Health Risks Scale With Potency
Higher-potency cannabinoids carry measurably higher risks, particularly for psychosis. A large study of first-episode psychosis patients found that higher-potency cannabis use was associated with a 60% increased risk of psychotic disorder compared to non-use, while lower-potency use showed no significant increase. Daily use of high-potency cannabis was linked to a more than threefold increase in psychosis relapse within two years.
These findings come from research on conventional high-THC cannabis, not THCP or synthetics. The risks from compounds many times stronger than standard THC are largely unstudied in humans, which is part of what makes the growing availability of novel cannabinoids concerning. THCP-containing products are now sold in some markets as hemp derivatives, exploiting regulatory gaps around minor cannabinoids. The FDA has issued ongoing warning letters to companies selling cannabis-derived products, though enforcement has focused primarily on CBD and delta-8 THC rather than newer compounds like THCP specifically.

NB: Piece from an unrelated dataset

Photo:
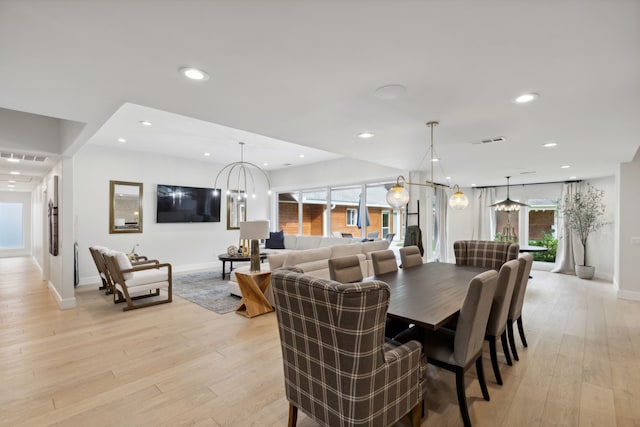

If you encounter products marketed as containing THCP, THCH, or similar novel cannabinoids, the practical reality is that there is essentially no human dosing data, no standardized manufacturing, and no regulatory oversight ensuring what’s on the label matches what’s in the product. The potency of these compounds means that even small errors in concentration could produce dramatically different effects than intended.